P44.12 LB
Background: Cell culture models for studying drug disposition and drug-drug interactions are good but they cannot reflect the heterogeneous cellular coexistence typical of colo-rectal mucosa. The aim of this study was to establish an ex vivo excised tissue model which is closer to the more complex in vivo situation and apply it for studying the transport and interactions of darunavir (DRV) with other ARVs as reports suggest that combination microbicides is more effective.

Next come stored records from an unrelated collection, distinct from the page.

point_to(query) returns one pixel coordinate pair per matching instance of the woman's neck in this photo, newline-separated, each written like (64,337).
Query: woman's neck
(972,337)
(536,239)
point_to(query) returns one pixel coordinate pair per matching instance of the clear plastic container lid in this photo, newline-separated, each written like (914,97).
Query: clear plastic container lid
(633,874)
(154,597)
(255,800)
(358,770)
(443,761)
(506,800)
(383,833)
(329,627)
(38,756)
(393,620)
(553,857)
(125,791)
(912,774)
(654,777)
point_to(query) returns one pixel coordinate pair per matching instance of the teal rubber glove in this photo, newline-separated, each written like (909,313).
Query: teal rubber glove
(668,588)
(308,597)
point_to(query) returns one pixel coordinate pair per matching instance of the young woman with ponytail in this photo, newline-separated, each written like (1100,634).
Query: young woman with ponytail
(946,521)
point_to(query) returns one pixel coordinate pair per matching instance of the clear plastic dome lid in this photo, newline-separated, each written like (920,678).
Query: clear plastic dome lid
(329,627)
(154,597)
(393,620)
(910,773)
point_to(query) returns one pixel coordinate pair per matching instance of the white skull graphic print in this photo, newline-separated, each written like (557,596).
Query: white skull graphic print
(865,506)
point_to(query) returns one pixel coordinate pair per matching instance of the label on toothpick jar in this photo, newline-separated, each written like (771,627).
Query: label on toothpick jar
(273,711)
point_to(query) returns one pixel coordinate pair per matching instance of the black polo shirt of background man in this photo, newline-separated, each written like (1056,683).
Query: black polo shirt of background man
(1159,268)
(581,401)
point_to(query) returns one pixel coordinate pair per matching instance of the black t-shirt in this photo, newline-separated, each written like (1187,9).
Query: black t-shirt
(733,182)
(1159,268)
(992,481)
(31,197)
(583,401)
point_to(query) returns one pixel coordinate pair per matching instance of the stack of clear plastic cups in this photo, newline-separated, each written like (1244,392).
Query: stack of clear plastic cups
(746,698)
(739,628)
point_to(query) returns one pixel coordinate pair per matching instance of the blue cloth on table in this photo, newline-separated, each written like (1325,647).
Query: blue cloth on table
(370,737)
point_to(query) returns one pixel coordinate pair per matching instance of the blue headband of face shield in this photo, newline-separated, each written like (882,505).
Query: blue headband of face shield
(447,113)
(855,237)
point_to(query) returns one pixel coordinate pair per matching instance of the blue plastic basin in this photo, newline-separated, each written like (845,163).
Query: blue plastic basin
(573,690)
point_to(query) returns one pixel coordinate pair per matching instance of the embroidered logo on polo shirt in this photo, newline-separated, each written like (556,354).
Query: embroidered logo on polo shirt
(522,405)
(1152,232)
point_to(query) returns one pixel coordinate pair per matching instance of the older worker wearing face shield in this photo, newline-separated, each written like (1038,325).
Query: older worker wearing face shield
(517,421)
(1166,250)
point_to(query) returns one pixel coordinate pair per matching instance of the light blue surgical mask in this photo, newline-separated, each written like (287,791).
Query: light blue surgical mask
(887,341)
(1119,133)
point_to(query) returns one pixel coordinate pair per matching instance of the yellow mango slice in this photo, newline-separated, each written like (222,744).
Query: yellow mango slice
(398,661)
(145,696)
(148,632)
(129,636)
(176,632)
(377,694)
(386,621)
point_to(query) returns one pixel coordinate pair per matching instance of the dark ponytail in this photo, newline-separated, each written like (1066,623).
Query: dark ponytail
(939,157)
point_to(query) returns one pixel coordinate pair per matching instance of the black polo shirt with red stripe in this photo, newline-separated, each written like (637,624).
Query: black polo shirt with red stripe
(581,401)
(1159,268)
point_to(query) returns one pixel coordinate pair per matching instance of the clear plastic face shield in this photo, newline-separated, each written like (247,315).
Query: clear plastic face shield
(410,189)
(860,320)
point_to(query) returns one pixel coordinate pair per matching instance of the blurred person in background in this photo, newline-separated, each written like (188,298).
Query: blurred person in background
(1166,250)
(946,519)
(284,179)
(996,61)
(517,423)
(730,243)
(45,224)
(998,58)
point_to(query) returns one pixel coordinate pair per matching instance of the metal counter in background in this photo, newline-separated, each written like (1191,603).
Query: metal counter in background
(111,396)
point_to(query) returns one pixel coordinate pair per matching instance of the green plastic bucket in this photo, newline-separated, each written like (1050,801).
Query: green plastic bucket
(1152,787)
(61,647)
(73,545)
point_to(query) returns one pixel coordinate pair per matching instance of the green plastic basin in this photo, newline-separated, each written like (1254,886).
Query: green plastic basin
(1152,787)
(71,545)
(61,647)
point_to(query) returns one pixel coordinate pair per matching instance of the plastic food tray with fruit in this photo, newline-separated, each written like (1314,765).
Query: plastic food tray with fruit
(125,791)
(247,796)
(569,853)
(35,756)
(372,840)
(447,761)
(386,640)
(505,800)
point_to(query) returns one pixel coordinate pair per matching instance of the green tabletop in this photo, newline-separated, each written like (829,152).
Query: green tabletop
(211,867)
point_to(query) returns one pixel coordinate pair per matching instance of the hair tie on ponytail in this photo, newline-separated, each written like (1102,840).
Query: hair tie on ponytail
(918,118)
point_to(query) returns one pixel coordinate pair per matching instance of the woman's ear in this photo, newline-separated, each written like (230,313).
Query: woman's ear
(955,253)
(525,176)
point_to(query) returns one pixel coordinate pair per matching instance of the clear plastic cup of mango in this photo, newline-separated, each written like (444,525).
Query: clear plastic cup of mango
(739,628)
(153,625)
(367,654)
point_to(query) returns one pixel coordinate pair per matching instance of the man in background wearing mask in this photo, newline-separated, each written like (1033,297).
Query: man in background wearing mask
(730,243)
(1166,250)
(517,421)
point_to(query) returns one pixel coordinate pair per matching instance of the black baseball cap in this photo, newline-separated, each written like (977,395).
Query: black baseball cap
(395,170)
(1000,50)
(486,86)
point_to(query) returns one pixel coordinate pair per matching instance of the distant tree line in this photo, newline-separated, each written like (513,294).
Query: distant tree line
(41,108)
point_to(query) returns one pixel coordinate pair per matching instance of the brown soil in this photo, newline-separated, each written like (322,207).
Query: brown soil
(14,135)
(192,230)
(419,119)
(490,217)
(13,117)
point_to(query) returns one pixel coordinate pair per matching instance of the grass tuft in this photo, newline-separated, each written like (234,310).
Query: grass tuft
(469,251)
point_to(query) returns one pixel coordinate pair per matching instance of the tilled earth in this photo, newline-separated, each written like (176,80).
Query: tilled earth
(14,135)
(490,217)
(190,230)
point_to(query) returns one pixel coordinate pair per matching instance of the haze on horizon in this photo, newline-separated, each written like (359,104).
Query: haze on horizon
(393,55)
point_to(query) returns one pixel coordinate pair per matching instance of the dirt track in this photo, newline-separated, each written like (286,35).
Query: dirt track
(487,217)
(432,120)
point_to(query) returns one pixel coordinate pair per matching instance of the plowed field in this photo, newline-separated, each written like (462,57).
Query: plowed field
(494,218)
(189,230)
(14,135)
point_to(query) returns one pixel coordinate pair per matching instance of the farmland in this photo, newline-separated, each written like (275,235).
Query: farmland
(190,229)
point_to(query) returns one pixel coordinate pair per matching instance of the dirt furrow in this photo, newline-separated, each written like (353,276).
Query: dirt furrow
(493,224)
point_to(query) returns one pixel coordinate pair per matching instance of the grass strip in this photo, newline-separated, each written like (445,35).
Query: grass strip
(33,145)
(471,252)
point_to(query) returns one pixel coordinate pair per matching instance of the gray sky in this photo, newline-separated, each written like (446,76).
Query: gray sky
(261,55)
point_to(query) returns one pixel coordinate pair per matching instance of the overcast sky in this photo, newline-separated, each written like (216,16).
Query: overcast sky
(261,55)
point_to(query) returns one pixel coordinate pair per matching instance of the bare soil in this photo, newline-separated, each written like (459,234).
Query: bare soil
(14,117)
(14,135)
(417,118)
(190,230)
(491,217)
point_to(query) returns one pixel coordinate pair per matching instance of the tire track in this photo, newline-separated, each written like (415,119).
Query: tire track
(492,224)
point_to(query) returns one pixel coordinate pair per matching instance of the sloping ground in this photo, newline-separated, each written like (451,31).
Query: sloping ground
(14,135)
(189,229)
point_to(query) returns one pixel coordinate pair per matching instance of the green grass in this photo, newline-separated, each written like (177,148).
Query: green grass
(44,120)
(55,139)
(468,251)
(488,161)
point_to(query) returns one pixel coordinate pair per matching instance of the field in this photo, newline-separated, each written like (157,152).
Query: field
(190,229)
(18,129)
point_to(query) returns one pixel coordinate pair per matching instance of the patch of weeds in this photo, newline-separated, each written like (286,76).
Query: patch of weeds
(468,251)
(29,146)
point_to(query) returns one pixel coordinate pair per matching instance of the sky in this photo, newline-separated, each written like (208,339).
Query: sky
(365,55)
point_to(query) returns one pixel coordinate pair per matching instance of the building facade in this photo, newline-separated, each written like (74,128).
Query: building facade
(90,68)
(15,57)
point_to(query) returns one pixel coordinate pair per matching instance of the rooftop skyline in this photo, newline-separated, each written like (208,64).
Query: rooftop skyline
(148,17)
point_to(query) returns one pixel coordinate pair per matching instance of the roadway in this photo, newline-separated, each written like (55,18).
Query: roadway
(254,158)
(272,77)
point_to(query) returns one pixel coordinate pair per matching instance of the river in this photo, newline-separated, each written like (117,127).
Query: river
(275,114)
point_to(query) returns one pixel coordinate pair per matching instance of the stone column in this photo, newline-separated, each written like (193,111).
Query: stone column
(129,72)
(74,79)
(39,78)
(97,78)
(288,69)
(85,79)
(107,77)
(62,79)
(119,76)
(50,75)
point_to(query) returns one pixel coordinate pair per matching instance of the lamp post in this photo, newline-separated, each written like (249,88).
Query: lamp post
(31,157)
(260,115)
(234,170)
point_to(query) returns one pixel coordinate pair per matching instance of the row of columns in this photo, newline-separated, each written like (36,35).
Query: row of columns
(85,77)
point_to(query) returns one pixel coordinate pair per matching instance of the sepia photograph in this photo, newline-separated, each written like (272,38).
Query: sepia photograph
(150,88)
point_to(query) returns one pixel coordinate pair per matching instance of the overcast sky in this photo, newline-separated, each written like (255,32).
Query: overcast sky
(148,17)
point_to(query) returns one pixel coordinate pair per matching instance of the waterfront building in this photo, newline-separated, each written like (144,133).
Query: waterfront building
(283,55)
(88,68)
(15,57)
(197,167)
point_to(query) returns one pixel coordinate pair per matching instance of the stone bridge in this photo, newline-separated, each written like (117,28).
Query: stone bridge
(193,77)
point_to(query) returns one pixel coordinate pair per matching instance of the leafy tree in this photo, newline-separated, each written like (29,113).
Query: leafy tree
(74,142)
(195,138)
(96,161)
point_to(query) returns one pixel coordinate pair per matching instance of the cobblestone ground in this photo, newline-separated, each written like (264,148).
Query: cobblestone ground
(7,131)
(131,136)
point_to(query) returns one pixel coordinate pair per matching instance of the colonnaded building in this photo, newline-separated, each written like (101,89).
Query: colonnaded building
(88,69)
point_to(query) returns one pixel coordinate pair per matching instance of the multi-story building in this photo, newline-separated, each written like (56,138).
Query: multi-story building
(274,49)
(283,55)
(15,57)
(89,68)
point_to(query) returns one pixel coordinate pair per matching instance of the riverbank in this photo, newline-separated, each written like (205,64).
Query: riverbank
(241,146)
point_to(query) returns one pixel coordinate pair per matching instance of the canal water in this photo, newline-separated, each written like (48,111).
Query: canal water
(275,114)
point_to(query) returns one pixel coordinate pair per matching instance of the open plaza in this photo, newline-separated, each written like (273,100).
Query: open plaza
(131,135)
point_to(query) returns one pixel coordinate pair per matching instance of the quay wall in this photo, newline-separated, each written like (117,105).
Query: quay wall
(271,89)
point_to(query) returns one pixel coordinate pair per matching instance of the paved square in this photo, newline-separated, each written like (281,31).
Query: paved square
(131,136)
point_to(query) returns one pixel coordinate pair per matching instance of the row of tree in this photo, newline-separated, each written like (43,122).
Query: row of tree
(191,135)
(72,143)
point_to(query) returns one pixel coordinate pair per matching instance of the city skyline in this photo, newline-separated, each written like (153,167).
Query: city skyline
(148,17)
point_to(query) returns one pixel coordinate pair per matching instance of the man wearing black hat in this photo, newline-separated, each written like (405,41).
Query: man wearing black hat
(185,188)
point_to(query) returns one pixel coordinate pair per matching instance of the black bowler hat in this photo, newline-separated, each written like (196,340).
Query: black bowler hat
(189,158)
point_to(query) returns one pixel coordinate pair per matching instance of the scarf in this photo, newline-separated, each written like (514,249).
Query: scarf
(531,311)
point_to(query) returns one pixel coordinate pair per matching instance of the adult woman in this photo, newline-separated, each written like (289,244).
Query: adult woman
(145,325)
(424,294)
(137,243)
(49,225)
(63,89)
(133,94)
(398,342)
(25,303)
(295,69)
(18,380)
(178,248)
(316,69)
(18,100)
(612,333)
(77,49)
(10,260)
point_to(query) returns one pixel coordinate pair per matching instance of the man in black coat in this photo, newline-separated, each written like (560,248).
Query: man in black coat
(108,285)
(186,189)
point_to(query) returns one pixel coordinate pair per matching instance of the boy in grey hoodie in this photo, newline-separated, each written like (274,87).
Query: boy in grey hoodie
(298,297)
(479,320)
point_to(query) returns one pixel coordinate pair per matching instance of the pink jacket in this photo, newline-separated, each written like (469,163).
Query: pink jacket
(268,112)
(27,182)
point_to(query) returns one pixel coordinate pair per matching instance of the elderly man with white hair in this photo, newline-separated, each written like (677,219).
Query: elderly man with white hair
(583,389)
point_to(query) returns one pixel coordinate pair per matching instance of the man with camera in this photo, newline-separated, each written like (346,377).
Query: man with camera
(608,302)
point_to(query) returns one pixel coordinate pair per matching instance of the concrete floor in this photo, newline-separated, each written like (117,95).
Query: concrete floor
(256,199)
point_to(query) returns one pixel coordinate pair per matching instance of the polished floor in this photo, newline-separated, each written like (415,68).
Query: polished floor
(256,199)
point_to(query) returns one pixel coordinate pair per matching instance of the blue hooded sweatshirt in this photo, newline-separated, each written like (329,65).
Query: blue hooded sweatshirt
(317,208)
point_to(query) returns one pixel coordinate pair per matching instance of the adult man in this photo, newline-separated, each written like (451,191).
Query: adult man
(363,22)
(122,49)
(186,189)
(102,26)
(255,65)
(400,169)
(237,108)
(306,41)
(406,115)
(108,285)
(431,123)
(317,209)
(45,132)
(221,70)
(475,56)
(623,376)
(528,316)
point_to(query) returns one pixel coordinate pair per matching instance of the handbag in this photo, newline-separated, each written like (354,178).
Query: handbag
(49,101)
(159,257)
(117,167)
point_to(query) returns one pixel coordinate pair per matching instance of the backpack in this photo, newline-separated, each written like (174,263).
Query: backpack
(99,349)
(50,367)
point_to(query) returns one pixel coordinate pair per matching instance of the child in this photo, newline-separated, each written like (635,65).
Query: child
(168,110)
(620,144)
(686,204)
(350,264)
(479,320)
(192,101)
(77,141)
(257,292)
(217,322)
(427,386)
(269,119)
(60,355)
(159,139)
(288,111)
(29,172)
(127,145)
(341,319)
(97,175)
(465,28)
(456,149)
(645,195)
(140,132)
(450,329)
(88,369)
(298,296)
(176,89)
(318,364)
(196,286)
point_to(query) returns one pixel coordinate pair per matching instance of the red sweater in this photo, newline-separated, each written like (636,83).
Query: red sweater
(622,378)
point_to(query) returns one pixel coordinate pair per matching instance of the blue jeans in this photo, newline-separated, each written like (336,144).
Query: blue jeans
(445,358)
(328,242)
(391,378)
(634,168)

Methods: Colo-rectal tissue from a male New Zealand white rabbit was excised and transferred to oxygenated ice cold Kreb's buffer. A strip of the colo-rectal segment was opened with a lateral cut thus making a planar sheet, rinsed free of luminal contents with Kreb's buffer and stripped of the muscle layers before being mounted between two-diffusion half-cells containing oxygenated transport buffer solutions. The permeability of darunavir was measured; interactions with transporter inhibitor elacridar and effect of co-administration with tenofovir were evaluated in 3 independent experiments.
Results: The respective absorptive and secretory permeability of DRV across rabbit colo-rectal mucosa was 1.8 ± 2.2 × 10−6 cm/s and 4.6 ± 3.1 × 10−6 cm/s (ER-efflux ratio 3). Modulation of the transport of DRV (10 μM) by elacidar (1 μM) showed that absorptive transport increased by 4.4 fold and secretory transport decreased by 0.3 fold (ER 0.2). Co-administration of TFV (100 μM), with DRV resulted in 1.6 fold increase in absorptive direction and 0.5 fold decrease in secretory direction as compared to the transport of singlet agent (ER 0.8).
Conclusions: Transport of DRV was vectorial and affected by transporter inhibitors, suggesting that DRV is a substrate of P-glycoprotein. DRV transport was affected by the presence of tenofovir. The intact colo-rectal tissue model is a valuable technique and this could be extended to include excised tissue samples from non-human primates as well as applied for assessing cervico-vaginal drug transport.